If an apology must come with a caveat, then it is no apology at all – that much is clear about Owen Bonnici’s most recent act of contrition in connection with the clearing of the protest memorial to journalist Daphne Caruana Galizia.
What’s more infuriating in his case is that the reason he insists on repeatedly using to justify his actions – that of trying to avoid trouble – has been dismissed by both recent and historical case law.
Yet Bonnici, a lawyer and former justice minister, remains apparently oblivious to these precedents.
The same tired excuse
During his tenure as Justice Minister, Owen Bonnici personally ordered the repeated clearing of the protest memorial to journalist Daphne Caruana Galizia and in his latest interview with the Times of Malta, Bonnici once again says that “In my defence, I did it in order to keep the calm in our country…”.
This is not the first time Bonnici has used this justification. When questioned during the course of the public inquiry into the murder of Daphne Caruana Galizia, Bonnici repeated the same line he used when replying to a joint open letter signed by international press freedom organisations.
Referring to the non-absolute nature of the right to freedom of expression, it was one of a number of justifications Bonnici used alongside the possibility of damage to the monument and the scheduled restoration work.

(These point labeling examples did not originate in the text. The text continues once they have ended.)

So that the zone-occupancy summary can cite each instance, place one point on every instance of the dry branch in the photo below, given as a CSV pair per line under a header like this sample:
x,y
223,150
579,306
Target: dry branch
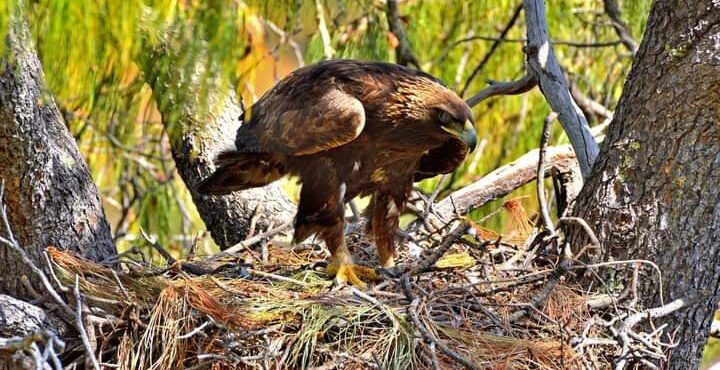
x,y
544,65
504,180
621,28
403,52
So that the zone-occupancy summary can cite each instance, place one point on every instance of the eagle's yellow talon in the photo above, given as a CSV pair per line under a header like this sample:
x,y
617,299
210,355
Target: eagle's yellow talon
x,y
352,273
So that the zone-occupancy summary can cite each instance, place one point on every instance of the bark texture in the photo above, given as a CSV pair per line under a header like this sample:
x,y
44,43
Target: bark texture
x,y
654,192
50,196
199,130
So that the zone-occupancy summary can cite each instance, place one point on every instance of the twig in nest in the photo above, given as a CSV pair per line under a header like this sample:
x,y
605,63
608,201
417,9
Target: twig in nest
x,y
595,242
250,241
154,243
81,326
525,84
277,277
447,242
538,301
411,311
624,332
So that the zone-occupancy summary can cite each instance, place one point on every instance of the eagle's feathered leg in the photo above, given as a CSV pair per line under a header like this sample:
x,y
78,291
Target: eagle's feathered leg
x,y
321,211
384,211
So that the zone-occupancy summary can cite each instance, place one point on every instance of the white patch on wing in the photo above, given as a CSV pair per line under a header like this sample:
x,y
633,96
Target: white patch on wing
x,y
392,208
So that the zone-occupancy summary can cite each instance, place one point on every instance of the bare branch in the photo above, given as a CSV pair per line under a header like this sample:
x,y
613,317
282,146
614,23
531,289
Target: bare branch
x,y
520,86
621,28
328,50
542,61
504,180
541,173
403,53
509,25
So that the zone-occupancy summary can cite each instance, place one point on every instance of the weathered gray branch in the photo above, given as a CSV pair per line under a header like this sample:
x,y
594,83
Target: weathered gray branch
x,y
50,196
542,63
621,28
525,84
198,131
404,54
504,180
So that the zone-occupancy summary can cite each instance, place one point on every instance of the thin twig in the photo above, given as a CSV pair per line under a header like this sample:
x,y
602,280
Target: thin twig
x,y
621,28
81,326
411,311
250,241
403,53
508,26
328,50
525,84
545,138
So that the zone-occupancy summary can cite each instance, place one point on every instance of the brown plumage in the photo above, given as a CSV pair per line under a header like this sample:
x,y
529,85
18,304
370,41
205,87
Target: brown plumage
x,y
348,128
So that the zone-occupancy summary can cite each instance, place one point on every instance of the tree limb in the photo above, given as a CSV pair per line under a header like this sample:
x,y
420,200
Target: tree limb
x,y
542,61
504,180
621,28
198,131
403,53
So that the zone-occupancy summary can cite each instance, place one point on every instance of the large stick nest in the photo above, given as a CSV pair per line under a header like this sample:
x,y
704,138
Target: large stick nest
x,y
469,300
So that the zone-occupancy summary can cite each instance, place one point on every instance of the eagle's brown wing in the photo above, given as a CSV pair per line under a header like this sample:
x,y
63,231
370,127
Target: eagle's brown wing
x,y
285,123
323,119
443,159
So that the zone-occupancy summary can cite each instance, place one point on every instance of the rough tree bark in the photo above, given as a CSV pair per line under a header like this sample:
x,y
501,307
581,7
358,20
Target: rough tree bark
x,y
654,192
50,196
198,131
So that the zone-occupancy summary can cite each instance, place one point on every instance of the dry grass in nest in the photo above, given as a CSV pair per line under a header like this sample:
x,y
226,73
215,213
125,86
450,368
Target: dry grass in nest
x,y
472,303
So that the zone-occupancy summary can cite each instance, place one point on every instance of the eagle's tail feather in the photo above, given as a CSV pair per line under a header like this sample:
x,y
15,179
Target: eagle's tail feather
x,y
240,171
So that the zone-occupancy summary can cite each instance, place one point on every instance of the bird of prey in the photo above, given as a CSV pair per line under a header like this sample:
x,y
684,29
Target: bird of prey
x,y
348,128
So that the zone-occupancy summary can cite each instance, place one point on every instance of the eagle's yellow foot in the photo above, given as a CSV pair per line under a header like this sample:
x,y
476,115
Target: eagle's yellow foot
x,y
349,272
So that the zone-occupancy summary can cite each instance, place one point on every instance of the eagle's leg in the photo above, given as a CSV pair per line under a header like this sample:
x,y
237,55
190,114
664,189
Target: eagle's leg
x,y
341,265
384,218
321,212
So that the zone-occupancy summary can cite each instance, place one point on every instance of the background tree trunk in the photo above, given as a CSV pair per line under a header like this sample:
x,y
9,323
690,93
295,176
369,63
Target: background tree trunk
x,y
198,131
654,192
50,196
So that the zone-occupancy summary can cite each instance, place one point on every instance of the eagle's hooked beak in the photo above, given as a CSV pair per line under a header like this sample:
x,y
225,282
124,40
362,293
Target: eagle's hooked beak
x,y
465,133
468,135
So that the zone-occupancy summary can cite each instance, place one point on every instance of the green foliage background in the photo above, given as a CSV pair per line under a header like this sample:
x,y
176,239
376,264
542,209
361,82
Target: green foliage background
x,y
93,52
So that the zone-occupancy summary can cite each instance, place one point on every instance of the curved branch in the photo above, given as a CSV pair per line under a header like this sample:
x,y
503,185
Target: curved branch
x,y
544,64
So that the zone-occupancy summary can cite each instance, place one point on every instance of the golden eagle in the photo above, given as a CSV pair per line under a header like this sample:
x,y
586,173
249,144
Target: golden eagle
x,y
348,128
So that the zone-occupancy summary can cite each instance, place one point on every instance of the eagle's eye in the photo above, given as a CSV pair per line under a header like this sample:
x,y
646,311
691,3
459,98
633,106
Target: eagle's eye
x,y
444,117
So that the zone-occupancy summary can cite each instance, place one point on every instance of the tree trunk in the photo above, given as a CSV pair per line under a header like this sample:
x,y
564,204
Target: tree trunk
x,y
198,131
654,192
50,196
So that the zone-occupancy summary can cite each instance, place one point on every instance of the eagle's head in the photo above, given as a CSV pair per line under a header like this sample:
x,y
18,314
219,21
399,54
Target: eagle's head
x,y
455,118
437,109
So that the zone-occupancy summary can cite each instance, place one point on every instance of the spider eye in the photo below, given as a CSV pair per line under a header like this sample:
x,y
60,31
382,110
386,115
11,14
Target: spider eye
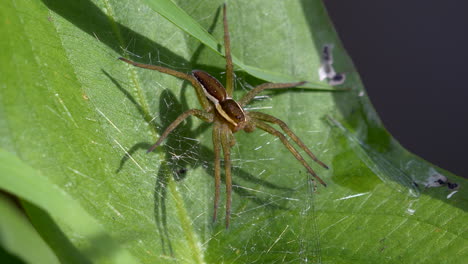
x,y
213,89
233,110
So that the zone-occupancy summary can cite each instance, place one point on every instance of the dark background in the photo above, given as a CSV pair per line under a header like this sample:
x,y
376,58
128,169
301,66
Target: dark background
x,y
413,59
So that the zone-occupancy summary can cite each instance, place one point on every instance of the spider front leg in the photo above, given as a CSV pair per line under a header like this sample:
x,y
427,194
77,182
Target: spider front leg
x,y
265,127
217,165
288,131
199,90
227,143
205,116
258,89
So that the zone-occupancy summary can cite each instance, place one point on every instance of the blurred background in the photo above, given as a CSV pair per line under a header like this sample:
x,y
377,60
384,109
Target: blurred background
x,y
413,59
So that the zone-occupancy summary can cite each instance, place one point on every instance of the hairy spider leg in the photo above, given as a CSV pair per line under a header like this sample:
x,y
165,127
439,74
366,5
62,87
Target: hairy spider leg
x,y
265,127
289,132
205,116
258,89
227,55
199,90
217,165
226,137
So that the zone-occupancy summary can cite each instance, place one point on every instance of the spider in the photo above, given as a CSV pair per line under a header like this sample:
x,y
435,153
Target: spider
x,y
228,117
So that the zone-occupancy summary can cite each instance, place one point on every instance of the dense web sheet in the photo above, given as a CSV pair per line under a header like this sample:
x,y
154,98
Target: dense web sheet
x,y
84,120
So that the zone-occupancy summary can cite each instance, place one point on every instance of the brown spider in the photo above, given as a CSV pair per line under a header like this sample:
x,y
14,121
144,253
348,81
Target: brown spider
x,y
228,116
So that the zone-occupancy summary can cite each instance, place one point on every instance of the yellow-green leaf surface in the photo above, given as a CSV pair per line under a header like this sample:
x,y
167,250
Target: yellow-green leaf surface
x,y
75,124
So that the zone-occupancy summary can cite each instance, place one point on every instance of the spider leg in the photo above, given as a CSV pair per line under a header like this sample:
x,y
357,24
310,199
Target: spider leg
x,y
205,116
227,55
217,165
200,94
258,89
288,131
226,142
284,140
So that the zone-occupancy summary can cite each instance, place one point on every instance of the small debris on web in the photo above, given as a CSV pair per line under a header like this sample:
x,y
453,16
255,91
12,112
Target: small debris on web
x,y
326,70
437,180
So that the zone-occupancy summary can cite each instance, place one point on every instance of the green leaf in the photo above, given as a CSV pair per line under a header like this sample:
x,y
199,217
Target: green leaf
x,y
17,233
76,123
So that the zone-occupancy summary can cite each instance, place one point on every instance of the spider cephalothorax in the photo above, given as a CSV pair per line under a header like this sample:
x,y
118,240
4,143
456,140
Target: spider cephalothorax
x,y
228,116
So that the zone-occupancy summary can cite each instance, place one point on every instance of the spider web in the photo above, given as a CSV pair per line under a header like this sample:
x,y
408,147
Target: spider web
x,y
273,205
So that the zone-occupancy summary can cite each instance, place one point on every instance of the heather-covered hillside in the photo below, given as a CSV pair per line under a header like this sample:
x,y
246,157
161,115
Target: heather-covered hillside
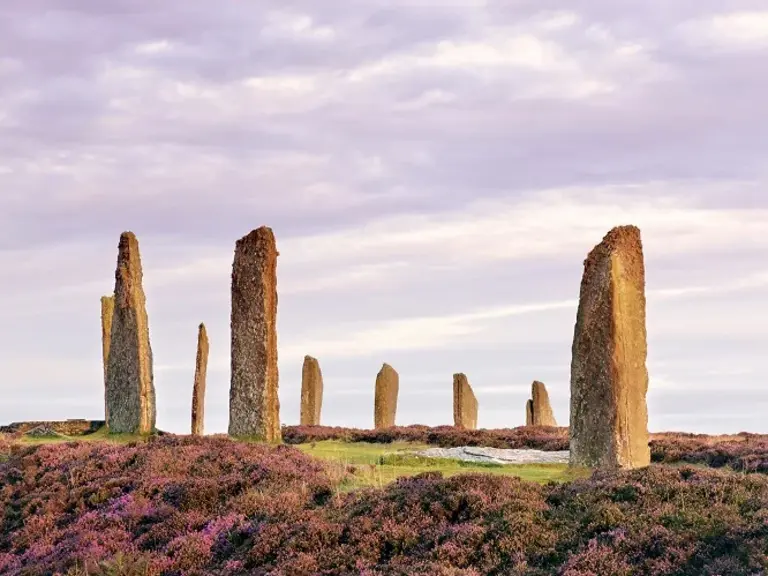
x,y
184,506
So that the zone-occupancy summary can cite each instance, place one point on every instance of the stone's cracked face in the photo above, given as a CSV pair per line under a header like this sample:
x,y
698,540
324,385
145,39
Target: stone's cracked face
x,y
464,403
541,410
254,408
130,390
198,389
385,397
609,379
311,392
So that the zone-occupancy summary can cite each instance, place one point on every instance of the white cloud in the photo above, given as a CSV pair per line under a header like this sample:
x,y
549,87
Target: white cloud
x,y
551,223
295,26
475,327
732,31
156,47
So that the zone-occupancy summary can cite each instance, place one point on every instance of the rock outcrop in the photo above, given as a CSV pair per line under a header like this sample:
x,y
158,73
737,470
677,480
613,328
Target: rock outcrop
x,y
541,410
311,392
198,389
254,406
609,378
130,381
464,403
107,310
385,401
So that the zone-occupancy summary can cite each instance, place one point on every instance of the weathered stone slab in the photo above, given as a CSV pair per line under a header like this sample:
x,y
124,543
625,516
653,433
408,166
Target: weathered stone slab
x,y
254,406
130,380
609,378
385,401
541,410
311,392
464,403
107,310
198,389
529,412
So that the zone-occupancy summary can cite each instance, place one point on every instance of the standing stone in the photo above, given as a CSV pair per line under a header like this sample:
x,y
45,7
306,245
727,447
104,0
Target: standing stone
x,y
311,392
464,403
107,310
529,412
254,407
385,401
198,390
609,378
541,410
130,381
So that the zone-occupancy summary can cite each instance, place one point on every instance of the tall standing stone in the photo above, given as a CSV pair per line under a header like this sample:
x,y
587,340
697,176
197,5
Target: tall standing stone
x,y
529,412
541,410
254,407
107,310
198,390
464,403
130,380
385,401
609,378
311,392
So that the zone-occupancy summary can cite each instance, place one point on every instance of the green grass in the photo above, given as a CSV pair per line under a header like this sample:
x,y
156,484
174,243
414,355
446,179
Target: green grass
x,y
370,464
101,435
379,464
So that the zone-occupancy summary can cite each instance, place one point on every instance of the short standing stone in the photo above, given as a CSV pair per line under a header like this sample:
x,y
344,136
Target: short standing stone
x,y
198,390
385,401
609,378
130,381
464,403
541,410
254,407
107,310
311,392
529,412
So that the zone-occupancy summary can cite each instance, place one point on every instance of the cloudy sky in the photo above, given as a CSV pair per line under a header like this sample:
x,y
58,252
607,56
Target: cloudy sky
x,y
435,173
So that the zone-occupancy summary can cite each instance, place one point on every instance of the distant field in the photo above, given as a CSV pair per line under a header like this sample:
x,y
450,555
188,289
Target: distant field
x,y
361,464
198,506
379,464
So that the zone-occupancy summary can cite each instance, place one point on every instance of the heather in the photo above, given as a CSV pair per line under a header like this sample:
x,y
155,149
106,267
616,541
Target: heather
x,y
193,506
744,452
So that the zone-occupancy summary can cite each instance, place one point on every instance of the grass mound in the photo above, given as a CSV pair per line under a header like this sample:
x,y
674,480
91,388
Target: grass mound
x,y
179,505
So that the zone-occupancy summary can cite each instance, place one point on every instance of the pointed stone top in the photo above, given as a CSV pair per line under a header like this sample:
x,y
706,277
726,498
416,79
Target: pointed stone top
x,y
537,386
128,243
621,238
261,240
259,235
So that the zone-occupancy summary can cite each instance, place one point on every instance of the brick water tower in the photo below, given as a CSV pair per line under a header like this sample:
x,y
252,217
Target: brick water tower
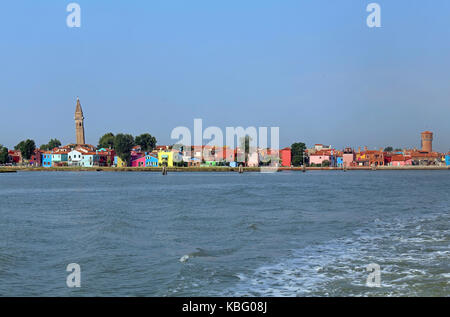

It was the same line of defence he took two years earlier, and one that the First Hall of the Civil Court in its Constitutional Jurisdiction ruled against.
Failing the three-point test
Not only did the court find that there was no damage to the monument and neither did any restoration take place, but Justice Zammit McKeon even applied the three-point test – “prescribed by law”, “legitimate aim” and “necessary in a democratic society” to see if any of the minister’s claims justified the repeated clearing of the memorial. No claim passed the test.
What’s more, the notion that the memorial would cause trouble was also considered. The court asked itself whether the interests of public order and security could justify the clearing. It is no secret that the memorial attracts individuals who will try and undermine any respect shown towards the assassinated journalist and who in the past have both vandalised the memorial and been violent towards the protesters.
The judge referred to the 1986 case brought by Eddie Fenech Adami to claim the right to hold a public meeting in Żejtun. This was a case in which a right that had been denied in the name of public order, but where the courts found that Fenech Adami’s right had been breached. In using this example, the judge, in effect, said that it is the State’s duty not to suppress free expression, but to provide the proportionate resources for security.
That’s right – it should have been the other way around. If the protesters were lawfully and peacefully exercising their right, it was the government authorities, beginning with the police, that should have prevented the troublesome or violent individuals from interfering.
The Salvation Army
Enter the Salvation Army – Beatty vs Gillbanks 1882. We’re talking Victorian England here, but the principle behind this case is particularly relevant.
A religious organisation known as the Salvation Army would often use noisy street processions and open-air meetings as part of its recruiting strategy, testing the patience of seaside town residents and local authorities alike. What’s more, the Army attracted particular hostility from different segments of society. These included merchants worried that disruptions would discourage tourists as well as pub owners and brewers who disliked the Salvation Army’s stern views on alcohol consumption.
A group of agitators, allegedly funded by the brewers, was then formed and became known as the “Skeleton Army”. Altercations between the two groups frequently led to violence, and between 1878 and 1891 serious disturbances involving the Salvation Army occurred in more than sixty towns and cities.
The cacophonous street processions were particularly despised by the residents of provincial towns and in 1881 the magistrates from the town of Stamford, Lincolnshire pre-emptively sought the advice of the Home Secretary, William Harcourt. Their goal was to prevent marches in advance, which they believed would secure public order more effectively than having to prosecute participants after the fact. The Home Secretary proved to be accommodating.
Numerous towns in southern England took advantage of Harcourt’s recommendation and instituted binding orders on processions based on the anticipated reaction of a hostile crowd – even if the Salvation Army parades were not illegal in themselves. One such place was the Somerset resort town of Weston-super-Mare.
Following a particularly ugly episode in March 1882, the local magistrates issued a directive instructing individuals to “abstain from assembling to the disturbance of the public peace.” Challenging the ban, the Salvation Army gathered anyway, and the police arrested three Salvationist leaders, one of whom was Captain Willian Beatty.
In June 1882 the Queen’s Bench Divisional Court had to rule on the correctness of Harcourt’s advice in Beatty v. Gillbanks. Mr. Justice Field argued that since the Salvation Army’s march was lawful and did not attempt to cause any violence, to stop them marching would be to punish a person doing a lawful act on the grounds that it would lead to another doing an unlawful act. Therefore, the order was summarily quashed.
The Maltese courts have referenced the relevant case law, the European Court of Human Rights has relevant case law, Victorian England has relevant case law. Just how many more examples does the former Minister for Justice Owen Bonnici need?